Lessons from deep rest
I took two weeks off because it was the holidays, because I was really tremendously tired, because I did 70% of my business’s annual sales in the final three months of the year, because I burned out a little but not a lot, and because I haven’t taken a real-ass vacation since before the Biden administration.
I did what normal people did. Lots of regular things. I put up a Christmas tree, exchanged presents with loved ones, ate a lot. And then I flew to France, and now I’m writing this on the TGV to Marseille, where I will be living for the next two months, again like a completely normal person would do.
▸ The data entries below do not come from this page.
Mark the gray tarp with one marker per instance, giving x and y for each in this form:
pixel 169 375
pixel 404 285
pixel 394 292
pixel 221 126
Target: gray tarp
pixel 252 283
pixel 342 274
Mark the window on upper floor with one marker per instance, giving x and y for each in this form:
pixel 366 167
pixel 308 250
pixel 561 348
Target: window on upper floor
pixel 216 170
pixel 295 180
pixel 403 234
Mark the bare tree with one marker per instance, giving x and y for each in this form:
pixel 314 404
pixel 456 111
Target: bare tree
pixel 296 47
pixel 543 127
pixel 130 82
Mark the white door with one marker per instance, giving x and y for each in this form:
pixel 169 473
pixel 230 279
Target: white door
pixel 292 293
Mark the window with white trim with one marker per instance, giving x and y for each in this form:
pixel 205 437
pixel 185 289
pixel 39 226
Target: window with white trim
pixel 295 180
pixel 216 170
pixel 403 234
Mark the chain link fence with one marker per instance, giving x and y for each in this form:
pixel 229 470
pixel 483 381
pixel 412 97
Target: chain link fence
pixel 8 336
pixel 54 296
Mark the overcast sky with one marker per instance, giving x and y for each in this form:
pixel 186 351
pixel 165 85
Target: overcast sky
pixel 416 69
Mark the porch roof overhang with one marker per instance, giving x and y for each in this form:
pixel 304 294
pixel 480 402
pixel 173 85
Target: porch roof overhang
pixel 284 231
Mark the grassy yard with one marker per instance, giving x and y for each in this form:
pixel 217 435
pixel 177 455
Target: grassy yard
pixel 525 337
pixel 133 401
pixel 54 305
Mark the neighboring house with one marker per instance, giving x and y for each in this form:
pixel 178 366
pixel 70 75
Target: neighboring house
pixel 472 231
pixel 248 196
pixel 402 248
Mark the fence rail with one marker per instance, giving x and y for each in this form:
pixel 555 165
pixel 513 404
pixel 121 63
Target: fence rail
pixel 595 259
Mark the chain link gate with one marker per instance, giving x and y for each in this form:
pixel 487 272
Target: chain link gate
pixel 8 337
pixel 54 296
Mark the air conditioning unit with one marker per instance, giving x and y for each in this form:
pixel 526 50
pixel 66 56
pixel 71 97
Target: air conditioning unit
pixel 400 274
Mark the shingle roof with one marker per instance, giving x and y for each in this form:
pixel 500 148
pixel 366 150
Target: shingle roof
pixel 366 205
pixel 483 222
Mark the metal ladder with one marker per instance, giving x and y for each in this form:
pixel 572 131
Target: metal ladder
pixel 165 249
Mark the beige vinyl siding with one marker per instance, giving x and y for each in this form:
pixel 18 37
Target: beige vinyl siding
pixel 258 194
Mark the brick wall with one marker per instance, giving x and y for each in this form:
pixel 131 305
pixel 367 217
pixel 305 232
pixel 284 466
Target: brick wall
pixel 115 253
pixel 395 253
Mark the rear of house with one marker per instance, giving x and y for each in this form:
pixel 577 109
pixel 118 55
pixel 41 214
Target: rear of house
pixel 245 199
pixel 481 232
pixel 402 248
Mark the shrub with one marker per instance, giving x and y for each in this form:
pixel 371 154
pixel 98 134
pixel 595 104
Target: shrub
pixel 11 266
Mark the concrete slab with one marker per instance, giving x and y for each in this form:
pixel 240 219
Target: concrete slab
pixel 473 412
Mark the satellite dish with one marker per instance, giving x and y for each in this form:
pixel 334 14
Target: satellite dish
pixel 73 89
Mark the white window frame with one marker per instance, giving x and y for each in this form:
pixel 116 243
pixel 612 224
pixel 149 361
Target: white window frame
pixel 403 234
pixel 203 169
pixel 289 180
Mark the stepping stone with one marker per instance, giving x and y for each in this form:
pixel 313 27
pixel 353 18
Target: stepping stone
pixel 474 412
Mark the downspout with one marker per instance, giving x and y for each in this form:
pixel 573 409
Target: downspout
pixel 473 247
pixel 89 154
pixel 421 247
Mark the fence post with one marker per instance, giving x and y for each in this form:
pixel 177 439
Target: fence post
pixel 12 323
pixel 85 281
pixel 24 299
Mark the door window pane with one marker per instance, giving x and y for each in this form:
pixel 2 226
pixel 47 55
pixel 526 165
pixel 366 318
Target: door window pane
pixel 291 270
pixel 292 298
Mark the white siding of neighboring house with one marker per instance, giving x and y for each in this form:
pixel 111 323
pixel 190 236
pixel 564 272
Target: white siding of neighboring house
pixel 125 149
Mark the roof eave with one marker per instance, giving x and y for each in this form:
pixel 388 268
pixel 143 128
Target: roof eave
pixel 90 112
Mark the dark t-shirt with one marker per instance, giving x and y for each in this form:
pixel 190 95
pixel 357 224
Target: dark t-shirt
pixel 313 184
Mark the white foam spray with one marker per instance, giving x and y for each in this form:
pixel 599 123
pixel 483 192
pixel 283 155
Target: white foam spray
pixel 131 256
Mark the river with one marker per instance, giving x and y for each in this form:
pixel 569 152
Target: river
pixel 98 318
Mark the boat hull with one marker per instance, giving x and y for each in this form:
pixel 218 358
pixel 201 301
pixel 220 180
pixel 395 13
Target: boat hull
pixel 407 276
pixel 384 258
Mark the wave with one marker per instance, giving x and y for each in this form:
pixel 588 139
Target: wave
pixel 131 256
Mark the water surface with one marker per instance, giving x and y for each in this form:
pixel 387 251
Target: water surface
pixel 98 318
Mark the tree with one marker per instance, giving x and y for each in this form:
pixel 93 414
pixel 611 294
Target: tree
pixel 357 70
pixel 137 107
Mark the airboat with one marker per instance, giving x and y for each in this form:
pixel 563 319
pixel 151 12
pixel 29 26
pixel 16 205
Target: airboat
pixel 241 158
I have learned many things, like how twelve years of French education once made me fluent, but after 22 years of not using it, I am now just inhumanly good at reading text, not composing my own sentences. So I am strictly on read-only mode with the French language. This is more useful than nothing, sure, but it’s still occasionally frustrating and always destabilizing.
Helpfully, I melt into Paris. With the curly hair and city face, I am constantly parsed as natively French. When I speak, I speak with a native Parisian accent, as is taught in American schools. So people always think I went to the Sorbonne or something, and then I have to explain that no, I’m American; and yes, that’s an Italian passport, it’s a long story. And then I have to apologize & switch to English, which causes even more psychic whiplash for everyone. I fully recognize that having these problems is both unrelatable and astoundingly privileged, but they are my problems right now, the things that are sitting on my desk that I get to wake up and disentangle every day.